Seit dem Winter 2011/2012 residiert der Verein „Spirit of Football“ in einer Etage des altehrwürdigen Gebäudes, das fleißige Mitglieder selbst liebevoll saniert und eingerichtet haben. Hier entsteht seitdem ehrenamtlich Stück für Stück Raum für viele neue Projekte. Zuerst wurde nur ein einzelner Raum des Hauses übernommen, doch im Sommer 2012 kamen der Hinterhof sowie weitere Teile des Gebäudes hinzu. Vor allem die günstige Finanzierung dieses Standortes, aber auch der antike Charme des Hauses sei der ausschlaggebende Grund für die Wahl des Wächterhauses als Spielfeld für die Vereinsarbeit gewesen, erklärt Robert Fritzsch im Interview. „Als Treffpunkt einmal in der Woche ist der Ort vollkommen ausreichend.
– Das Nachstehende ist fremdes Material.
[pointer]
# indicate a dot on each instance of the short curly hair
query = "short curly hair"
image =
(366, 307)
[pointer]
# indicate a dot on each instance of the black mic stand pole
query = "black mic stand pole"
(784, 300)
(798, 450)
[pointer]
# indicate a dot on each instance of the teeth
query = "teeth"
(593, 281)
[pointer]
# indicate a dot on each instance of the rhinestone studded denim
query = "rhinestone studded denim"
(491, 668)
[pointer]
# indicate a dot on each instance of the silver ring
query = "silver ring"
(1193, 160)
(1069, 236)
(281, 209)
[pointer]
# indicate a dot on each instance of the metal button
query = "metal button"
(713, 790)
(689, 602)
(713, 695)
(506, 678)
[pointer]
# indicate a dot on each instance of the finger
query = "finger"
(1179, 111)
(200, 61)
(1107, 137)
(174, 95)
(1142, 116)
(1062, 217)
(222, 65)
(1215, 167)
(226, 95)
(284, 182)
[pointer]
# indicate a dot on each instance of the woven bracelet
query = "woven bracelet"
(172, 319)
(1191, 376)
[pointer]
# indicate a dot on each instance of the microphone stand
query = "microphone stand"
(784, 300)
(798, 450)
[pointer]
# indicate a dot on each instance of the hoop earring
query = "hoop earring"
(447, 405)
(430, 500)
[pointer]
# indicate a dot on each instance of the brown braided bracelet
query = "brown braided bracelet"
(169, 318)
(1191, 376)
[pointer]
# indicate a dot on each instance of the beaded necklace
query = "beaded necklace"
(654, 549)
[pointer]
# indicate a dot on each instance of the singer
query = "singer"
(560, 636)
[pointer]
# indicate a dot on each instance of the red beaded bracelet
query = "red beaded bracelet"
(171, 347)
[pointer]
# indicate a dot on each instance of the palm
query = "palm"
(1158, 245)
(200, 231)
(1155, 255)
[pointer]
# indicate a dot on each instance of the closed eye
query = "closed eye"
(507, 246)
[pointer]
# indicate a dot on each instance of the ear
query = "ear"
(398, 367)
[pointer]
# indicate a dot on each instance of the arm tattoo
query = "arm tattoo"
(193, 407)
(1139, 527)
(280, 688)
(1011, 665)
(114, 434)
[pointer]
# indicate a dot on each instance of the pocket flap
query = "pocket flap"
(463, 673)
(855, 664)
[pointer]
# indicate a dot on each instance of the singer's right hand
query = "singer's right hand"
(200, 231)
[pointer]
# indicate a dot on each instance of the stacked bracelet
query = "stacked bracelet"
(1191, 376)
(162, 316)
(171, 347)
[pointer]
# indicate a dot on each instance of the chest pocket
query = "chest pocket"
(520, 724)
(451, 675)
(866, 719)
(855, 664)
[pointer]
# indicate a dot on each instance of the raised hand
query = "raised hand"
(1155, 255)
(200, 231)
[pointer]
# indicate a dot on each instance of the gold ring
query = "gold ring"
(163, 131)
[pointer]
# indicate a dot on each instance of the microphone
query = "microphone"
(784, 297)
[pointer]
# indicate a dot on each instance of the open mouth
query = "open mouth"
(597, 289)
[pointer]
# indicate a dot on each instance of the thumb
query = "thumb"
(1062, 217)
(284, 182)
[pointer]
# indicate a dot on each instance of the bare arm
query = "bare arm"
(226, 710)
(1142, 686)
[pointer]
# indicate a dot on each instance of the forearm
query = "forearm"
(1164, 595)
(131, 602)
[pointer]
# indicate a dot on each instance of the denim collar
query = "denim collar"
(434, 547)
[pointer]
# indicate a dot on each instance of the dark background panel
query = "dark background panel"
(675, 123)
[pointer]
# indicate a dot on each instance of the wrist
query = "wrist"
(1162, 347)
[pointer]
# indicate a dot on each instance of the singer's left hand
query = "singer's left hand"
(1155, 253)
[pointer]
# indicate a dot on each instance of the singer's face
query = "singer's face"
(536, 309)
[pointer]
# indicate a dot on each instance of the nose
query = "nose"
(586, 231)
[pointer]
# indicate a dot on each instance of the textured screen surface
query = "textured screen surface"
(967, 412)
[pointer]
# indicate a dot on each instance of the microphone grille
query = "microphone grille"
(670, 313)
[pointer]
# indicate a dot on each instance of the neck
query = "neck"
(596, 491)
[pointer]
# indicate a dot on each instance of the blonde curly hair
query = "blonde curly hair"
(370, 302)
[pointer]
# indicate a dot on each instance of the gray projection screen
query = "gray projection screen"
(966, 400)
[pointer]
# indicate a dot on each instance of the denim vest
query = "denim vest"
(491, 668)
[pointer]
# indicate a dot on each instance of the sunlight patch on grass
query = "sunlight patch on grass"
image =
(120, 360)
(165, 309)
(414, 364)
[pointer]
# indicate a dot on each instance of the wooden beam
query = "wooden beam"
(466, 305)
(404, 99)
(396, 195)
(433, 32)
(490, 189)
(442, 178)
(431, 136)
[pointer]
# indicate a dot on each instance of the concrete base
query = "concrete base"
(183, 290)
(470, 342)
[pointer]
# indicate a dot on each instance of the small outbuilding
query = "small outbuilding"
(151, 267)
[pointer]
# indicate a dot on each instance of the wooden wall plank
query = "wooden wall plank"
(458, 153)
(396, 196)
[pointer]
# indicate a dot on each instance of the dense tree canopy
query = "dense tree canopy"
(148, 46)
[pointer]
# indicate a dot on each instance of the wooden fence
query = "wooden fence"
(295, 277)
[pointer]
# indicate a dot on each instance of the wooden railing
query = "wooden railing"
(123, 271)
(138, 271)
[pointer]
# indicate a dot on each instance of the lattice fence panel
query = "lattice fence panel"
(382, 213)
Er bietet eine optimale Grundlage zum Arbeiten und wird auch in der Freizeit von den Mitgliedern des „Spirit of Football“ Vereins gerne genutzt.“
Im Sommer 2012 zur Fußball-EM in Polen und der Ukraine veranstaltete „Spirit of Football“ im Hinterhof des Gebäudes ein großes Public Viewing und wandelte dazu den Hof in ein offenes Wohnzimmer mit Sofa und einer kleinen Bar um. Viele junge Leute, vor allem Studenten und Austauschstudenten, nutzten diese Möglichkeit zum Fußballgucken. „Das machte die Tage, in denen der Hinterhof zur kleinen, interkulturellen Fanmeile wurde, zu einen unvergesslichem Ereignis.“ Die Zeit der EM sei für die Mitglieder sehr stressig gewesen, aber der Spaß an dem ganzen Projekt überwiegte. „Wir standen da am Anfang vor einer kleinen Ruine und einem riesigen Berg voll Arbeit. Umso erstaunter und begeistert sind wir alle, was wir da gemeinsam draus gemacht haben“, beschreibt Robert zufrieden und schaut sich stolz um. Für Robert, der den Traum von einer Profifußball-Karriere wegen einer Knieverletzung aufgeben musste, war „Spirit of Football“ ein echter Anschlusstreffer. Unter echten Fußballfans steht er weiter wie eine Mauer für die positiven Werte des beliebten Ballsports. Der Erfurter Student kann immer noch auf dem Platz kicken, macht aber jetzt die Tore für Integration und mehr kulturelles Miteinander bei der jungen Generation in der Stadt. Für genau solches Engagement sind Wächterhäuser auch gedacht. Diese besondere Veranstaltung im Sommer, die Robert zusammen mit seinen Freunden zum Rollen gebracht hat, bot zusätzlich als Highlight jeden Abend landestypisches Essen passend zu den spielenden Mannschaften. „Die Stimmung unter den Leuten war locker und entspannt. Von Aggressionen oder Fremdenfeindlichkeit keine Spur.“
Das derzeit laufende Projekt sei ein echter Volltreffer, schwärmt Robert. Ein Ball wird hierbei als eine Art olympische Fackel von Schule zu Schule über die Kontinente transportiert und zu den verschiedenen Austragungsorten der Europa- und Weltmeisterschaft gebracht. Auf seiner Reise sammelt „The Ball“ Unterschriften von fußballbegeisterten Menschen auf der ganzen Welt, um somit das Tor zu einem friedlichen Zusammenspiel zu erzielen. „Der Ball hat bisher über 18.000 Unterschriften gesammelt.“, berichtet Robert Fritzsch stolz. Gefördert und unterstützt wird die Aktion vom LAP-Erfurt. 2010 reiste für dieses Projekt Vereinspräsident Aris im Auftrag von „Spirit of Football“ als Träger von „The Ball“ quer durch 32 Länder zur FIFA Fußballweltmeisterschaft nach Südafrika. Diese Reise, die er zusammen mit Manuel Ermer organisiert habe, sei größtenteils für den Erfolg von „Ein Ball:Eine Welt“ verantwortlich gewesen.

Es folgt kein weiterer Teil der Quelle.